As a last resort, Netanyahu could theoretically tear up his coalition agreement with Livni and bring in Lapid and Bennett together to form a fairly narrow coalition—62 seats between the three parties, plus the two seats of Shaul Mofaz’s rump Kadima—based on a platform of draft reform with no peace plank. However, Lapid has said he won’t join a coalition that doesn’t resume peace negotiations with the Palestinians. Alternatively, he could drop Livni and join forces with Bennett and Shas to form a hard-right coalition (presumably adding the 7-seat United Torah Judaism, which is even more rigidly opposed than Shas to a draft compromise). But Netanyahu is reluctant to form a hard-right coalition that he and his aides believe would alienate Washington and worsen Israel’s isolation from Europe. Besides, there’s that Bennett-Lapid pact to contend with.

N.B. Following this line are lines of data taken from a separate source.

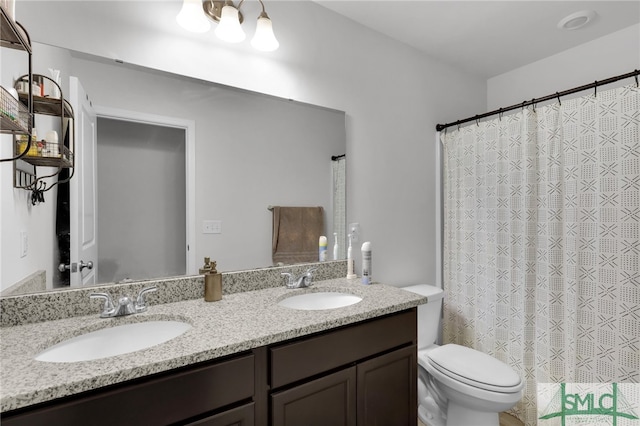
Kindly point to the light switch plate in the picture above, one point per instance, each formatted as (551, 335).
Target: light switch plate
(212, 227)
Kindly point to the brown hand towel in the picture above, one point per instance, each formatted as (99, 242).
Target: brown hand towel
(296, 231)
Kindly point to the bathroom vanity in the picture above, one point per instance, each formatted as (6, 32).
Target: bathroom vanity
(246, 361)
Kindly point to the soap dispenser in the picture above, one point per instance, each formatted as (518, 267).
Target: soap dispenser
(212, 284)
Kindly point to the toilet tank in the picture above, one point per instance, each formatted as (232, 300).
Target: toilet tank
(428, 314)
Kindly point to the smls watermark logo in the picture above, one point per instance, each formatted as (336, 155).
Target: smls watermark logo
(573, 404)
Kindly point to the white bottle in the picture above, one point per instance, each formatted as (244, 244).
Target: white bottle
(350, 274)
(366, 263)
(322, 247)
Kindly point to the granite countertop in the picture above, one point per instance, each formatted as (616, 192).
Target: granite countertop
(239, 322)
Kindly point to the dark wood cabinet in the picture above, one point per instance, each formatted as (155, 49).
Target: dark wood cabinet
(362, 374)
(387, 387)
(162, 399)
(329, 400)
(240, 416)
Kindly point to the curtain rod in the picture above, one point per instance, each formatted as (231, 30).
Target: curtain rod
(533, 101)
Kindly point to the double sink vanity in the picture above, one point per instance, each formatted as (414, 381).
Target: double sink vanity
(338, 353)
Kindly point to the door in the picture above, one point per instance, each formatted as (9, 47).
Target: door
(82, 190)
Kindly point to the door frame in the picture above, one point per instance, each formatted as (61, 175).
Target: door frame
(189, 127)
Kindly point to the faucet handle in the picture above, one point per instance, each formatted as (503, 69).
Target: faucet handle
(141, 303)
(108, 307)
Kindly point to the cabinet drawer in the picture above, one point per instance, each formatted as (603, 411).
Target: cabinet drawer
(323, 352)
(160, 400)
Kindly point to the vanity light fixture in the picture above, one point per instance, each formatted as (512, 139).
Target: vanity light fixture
(229, 19)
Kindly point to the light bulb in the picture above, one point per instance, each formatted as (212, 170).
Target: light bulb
(264, 39)
(192, 18)
(229, 28)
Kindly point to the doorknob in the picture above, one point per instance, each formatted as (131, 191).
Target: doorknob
(82, 265)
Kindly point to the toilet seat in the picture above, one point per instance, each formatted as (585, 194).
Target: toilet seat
(473, 368)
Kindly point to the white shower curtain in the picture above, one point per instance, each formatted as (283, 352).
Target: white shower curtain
(541, 256)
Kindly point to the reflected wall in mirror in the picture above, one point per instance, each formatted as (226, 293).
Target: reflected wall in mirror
(249, 151)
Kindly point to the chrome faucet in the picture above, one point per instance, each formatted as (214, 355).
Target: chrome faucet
(303, 281)
(126, 306)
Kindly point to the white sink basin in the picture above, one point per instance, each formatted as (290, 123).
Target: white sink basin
(320, 300)
(113, 341)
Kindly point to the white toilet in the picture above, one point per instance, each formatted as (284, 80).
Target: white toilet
(458, 386)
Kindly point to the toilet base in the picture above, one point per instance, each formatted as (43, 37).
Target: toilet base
(458, 415)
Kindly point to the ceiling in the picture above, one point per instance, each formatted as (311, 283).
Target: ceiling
(487, 38)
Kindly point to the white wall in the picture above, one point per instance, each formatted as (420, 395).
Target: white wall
(392, 94)
(615, 54)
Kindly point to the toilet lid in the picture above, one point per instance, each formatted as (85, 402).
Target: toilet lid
(475, 368)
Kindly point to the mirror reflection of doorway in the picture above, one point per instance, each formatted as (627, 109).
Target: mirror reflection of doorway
(141, 197)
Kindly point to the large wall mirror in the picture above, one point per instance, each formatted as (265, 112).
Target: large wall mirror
(213, 154)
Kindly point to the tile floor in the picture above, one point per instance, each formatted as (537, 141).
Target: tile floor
(505, 420)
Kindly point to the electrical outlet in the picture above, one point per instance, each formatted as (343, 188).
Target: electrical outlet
(212, 227)
(24, 243)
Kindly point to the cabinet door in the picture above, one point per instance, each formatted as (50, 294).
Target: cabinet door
(387, 389)
(240, 416)
(329, 400)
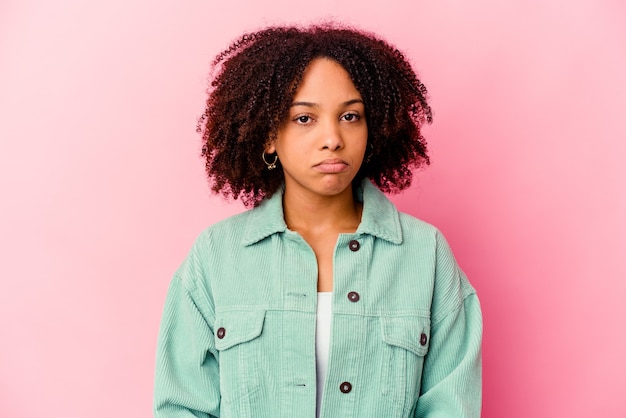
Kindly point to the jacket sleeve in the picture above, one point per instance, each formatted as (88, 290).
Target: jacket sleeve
(187, 374)
(452, 375)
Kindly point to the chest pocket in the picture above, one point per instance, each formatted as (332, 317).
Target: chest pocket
(405, 344)
(238, 340)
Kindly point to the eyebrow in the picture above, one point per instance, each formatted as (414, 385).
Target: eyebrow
(311, 104)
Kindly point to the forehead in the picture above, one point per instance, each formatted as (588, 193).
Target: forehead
(326, 79)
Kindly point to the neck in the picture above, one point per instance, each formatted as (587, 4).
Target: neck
(310, 213)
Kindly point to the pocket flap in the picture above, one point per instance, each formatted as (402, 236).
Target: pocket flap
(236, 327)
(409, 332)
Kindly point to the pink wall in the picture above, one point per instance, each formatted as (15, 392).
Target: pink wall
(102, 191)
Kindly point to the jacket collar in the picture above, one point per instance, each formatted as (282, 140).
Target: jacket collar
(379, 218)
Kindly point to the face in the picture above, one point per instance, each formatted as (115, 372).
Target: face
(322, 142)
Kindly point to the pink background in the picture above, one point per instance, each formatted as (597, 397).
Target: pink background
(102, 189)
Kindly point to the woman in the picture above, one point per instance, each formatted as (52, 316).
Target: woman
(323, 300)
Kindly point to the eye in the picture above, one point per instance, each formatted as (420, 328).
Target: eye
(303, 119)
(351, 117)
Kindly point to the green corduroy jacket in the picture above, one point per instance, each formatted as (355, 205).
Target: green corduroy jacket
(237, 337)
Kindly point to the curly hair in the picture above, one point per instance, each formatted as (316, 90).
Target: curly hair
(256, 79)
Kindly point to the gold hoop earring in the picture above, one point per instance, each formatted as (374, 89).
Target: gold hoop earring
(272, 165)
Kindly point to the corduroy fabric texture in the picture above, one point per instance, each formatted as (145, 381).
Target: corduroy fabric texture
(237, 337)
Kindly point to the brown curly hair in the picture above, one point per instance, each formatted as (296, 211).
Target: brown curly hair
(256, 79)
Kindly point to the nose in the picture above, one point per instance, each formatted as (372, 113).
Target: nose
(332, 137)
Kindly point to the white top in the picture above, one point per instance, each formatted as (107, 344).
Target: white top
(322, 341)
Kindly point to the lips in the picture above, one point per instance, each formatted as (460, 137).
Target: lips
(331, 165)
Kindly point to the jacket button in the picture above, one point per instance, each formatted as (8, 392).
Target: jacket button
(354, 245)
(345, 387)
(353, 297)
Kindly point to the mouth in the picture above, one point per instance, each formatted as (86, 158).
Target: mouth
(331, 165)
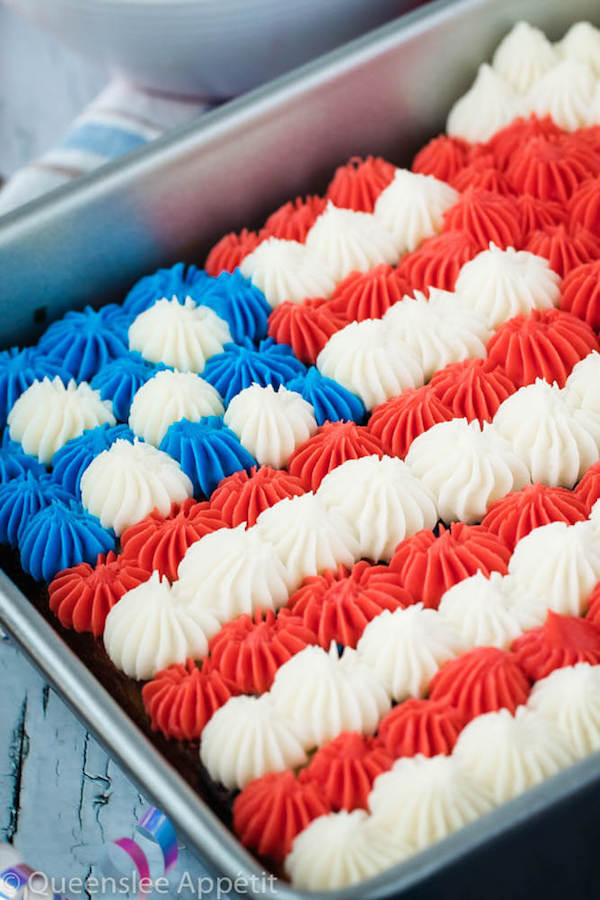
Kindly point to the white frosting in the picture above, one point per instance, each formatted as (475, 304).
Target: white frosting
(507, 754)
(422, 800)
(126, 482)
(347, 241)
(324, 694)
(270, 423)
(405, 649)
(438, 329)
(555, 441)
(557, 565)
(147, 630)
(169, 397)
(179, 335)
(489, 105)
(48, 414)
(381, 500)
(307, 537)
(523, 56)
(571, 698)
(412, 208)
(499, 284)
(565, 92)
(287, 270)
(466, 467)
(247, 738)
(367, 360)
(486, 612)
(231, 571)
(341, 849)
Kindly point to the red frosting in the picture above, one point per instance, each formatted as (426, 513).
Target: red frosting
(338, 605)
(443, 156)
(428, 565)
(472, 389)
(561, 641)
(397, 422)
(272, 810)
(332, 444)
(580, 293)
(294, 219)
(368, 295)
(487, 217)
(358, 184)
(159, 543)
(242, 497)
(421, 726)
(545, 344)
(181, 699)
(228, 253)
(305, 326)
(82, 597)
(249, 650)
(483, 680)
(514, 516)
(564, 249)
(345, 769)
(438, 261)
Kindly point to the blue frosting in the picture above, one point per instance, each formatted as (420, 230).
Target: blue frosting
(242, 305)
(21, 498)
(18, 370)
(84, 342)
(330, 401)
(207, 451)
(120, 379)
(179, 281)
(59, 536)
(70, 462)
(241, 365)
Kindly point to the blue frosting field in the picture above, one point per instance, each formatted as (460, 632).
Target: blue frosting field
(207, 451)
(331, 401)
(70, 462)
(241, 365)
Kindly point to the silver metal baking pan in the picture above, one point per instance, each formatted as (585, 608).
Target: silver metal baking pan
(384, 93)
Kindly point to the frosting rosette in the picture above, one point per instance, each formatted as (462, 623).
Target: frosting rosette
(48, 414)
(248, 738)
(499, 284)
(381, 500)
(270, 423)
(168, 397)
(125, 483)
(366, 359)
(358, 184)
(466, 467)
(405, 648)
(242, 497)
(555, 441)
(149, 629)
(159, 542)
(272, 810)
(507, 754)
(333, 444)
(347, 241)
(307, 537)
(412, 208)
(81, 597)
(182, 335)
(287, 270)
(424, 727)
(324, 694)
(181, 699)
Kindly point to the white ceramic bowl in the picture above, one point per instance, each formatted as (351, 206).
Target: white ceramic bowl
(213, 48)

How does Lapid square his commitment to Bennett with his commitment to peace negotiations? That’s the great mystery of Israeli politics right now. Given his enormous popularity, the remarkable skill he’s shown in assembling a diverse party list of talented newcomers and navigating the electoral process, everyone assumes he has something intelligible in mind. But no one has a clue what that might be.

In an indication of the national mood, Haaretz published two contradictory opinion articles yesterday one by left-leaning columnist Ari Shavit urging Lapid to drop his draft-reform rigidity and join a peace coalition, the other by occasional contributor and political scientist Amiel Ungar, a settler on the faculty of Ariel College in the West Bank, urging politicians not to break their campaign promises—a thinly veiled call on Lapid to stay with Bennett.

The Panels poll shows Meretz rising to 7 seats from its current 6, Shas dropping to 9 (from 11), United Torah Judaism dropping to 6 (from 7), Kadima holding steady at 2, the three Arab-backed parties dropping to 9 (from 11) and the far-right, Kahanist-leaning Otzma le-Yisrael entering the Knesset with 3 seats.

It should be noted that election polls in Israel are notoriously imprecise, largely due to the numerous variables introduced by the large number of parties and the relatively small samples, typically 500 respondents.